Keith sent me a set of Mobile ARP questions, starting with “What’s your view on using Mobile ARP in a large enterprise?”
Short summary: Mobile ARP is an ancient technology that was designed to solve a problem that disappeared with deployment of DHCP. Now let’s look at the bigger picture.
What we could do with Mobile ARP is what I’ll call IP address mobility in the scope of this article (if there’s a better name, write a comment) – the ability to create host routes to IP hosts in “wrong” subnet, and distribute those host routes through a routing protocol to everyone that might care to know how to reach those hosts.
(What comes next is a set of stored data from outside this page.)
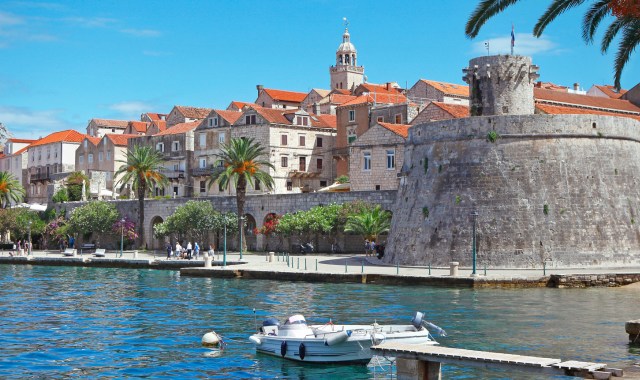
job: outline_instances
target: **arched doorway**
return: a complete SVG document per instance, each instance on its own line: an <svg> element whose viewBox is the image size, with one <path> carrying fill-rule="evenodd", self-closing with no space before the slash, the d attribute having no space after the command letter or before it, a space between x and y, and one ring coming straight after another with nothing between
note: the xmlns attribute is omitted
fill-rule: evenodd
<svg viewBox="0 0 640 380"><path fill-rule="evenodd" d="M256 234L256 218L251 214L244 214L244 237L247 239L247 250L255 251L257 249Z"/></svg>
<svg viewBox="0 0 640 380"><path fill-rule="evenodd" d="M274 228L278 225L278 214L270 212L265 215L262 221L262 241L266 251L281 251L282 241L279 236L275 236Z"/></svg>
<svg viewBox="0 0 640 380"><path fill-rule="evenodd" d="M161 216L154 216L153 218L151 218L151 230L149 231L149 235L148 238L146 239L147 241L150 241L150 247L151 249L164 249L165 243L166 243L166 238L157 238L155 237L155 235L153 234L154 231L154 226L156 224L160 224L164 222L164 219L162 219Z"/></svg>

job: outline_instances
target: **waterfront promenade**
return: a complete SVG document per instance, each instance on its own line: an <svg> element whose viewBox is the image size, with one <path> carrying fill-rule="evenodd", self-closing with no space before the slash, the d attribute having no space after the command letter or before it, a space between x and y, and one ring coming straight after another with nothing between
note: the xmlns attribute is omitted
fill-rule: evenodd
<svg viewBox="0 0 640 380"><path fill-rule="evenodd" d="M308 254L290 255L276 253L269 261L268 253L245 253L240 259L238 252L227 252L227 266L223 267L222 253L216 252L212 266L206 268L204 257L198 260L166 259L164 252L107 251L105 257L93 254L64 256L58 251L34 251L31 256L9 256L0 253L0 264L20 263L34 265L70 265L97 267L132 267L180 270L182 275L198 277L243 277L254 279L282 279L311 282L361 282L384 284L423 284L464 287L583 287L618 286L640 281L640 266L496 269L479 265L477 276L472 269L458 268L452 275L451 268L395 266L383 264L376 257L364 254ZM562 286L569 279L569 285ZM555 285L549 285L553 282ZM615 282L614 282L615 281Z"/></svg>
Obviously, this approach doesn’t scale well, particularly if implemented with a single enterprise-wide IGP. However, that hasn’t stopped some people from proposing a similar LISP Mobility Architecture, yet again proving the infinite wisdom of RFC 1925 (section 2.11).
Furthermore, the original problem Mobile ARP was trying to solve did not involve moving nodes or fast topology changes – it allowed a stationary node to appear in a foreign IP subnet and still receive traffic for its IP address, but did not allow fast moves between IP subnets.
That's the proper pace for Mobile ARP-driven IP address mobility (source: openphoto.net)
Problems with host route scalability prompted IETF to design Mobile IP for IPv4 and IPv6 years ago. If you have to support mobile IP nodes moving across L3 subnets in your campus network, you’re better off enabling Mobile IP support on them.
A friend of mine is working on 3G/4G Mobile IPv6 deployment for emergency response teams with Nokia. They got the whole thing up and running in a semi-production environment; contact him for more details.
Data center is a whole different story. Nobody can ever touch the virtualized holy cows (aka VMs) because something just might break if you install an additional bit of software on them, so the common assumption is Mobile IP is off-limits, and we’re using all sorts of kludges to allow VMs to be moved around and still retain their IP addresses.
Hypervisors already use fake gratuitous ARP messages to indicate a VM has moved to a different location in the data center, so the Mobile ARP seems to be a perfect match. After all, the first-hop routers could use those gratuitous ARPs to discover the VM moves and change the IP forwarding tables accordingly (and there’s the Virtual Subnet IETF draft that proposes exactly that).
The fake gratuitous ARP trick works only due to non-deterministic data-plane-driven forwarding behavior of layer-2 switches (formerly known as bridges) – as soon as the hypervisor to which the VM has been moved sends the gratuitous ARP with the VM’s source MAC address, every switch in the network scraps the previous information and installs the new forwarding entry. Unfortunately, that’s not how routers work.
A proper L3-focused IP mobility solution would need at least two steps:
- The hypervisor from which the VM has been removed would have to inform the first-hop router that the VM’s IP address is no longer reachable;
- The hypervisor to which the VM has moved would have to inform its first-hop router that a new IP address has appeared.
Gratuitous ARP is a mechanism that could potentially solve the second problem assuming we ignore all the security implications, overloaded semantics, and the fact that ARP works only for IPv4 ... but we’re still missing the first step (although the Virtual Subnet draft uses an interesting trick to solve that problem). Note that we can’t rely on ARP timeouts (like Mobile ARP does); the traffic disruption would be way too long.
VM mobility with LISP
Cisco has yet another solution for your data center woes: LISP for Virtual Machine Mobility (is it just me or does LISP really look like a hammer desperately searching for a nail?), which is only slightly better than Mobile ARP.
LISP for VM Mobility won’t pollute the core IP routing tables with VM host routes because LISP uses another layer of indirection (and IP-over-IP tunneling), but is still hasn’t solved the fundamental problem: since there’s no protocol between hypervisors and xTRs (LISP terminology for PE-router), LISP relies on traffic snooping to figure out a VM has moved.
LISP on Nexus 1000V would be a great solution (because Nexus 1000V knows exactly what’s going on with VMs, and could update LISP mapping database accordingly), but that code mysteriously disappeared almost two years ago.
Mobile ARP is an ancient technology that was solving a now-extinct problem. Please don’t try to resurrect it; you just might experience a zombie apocalypse.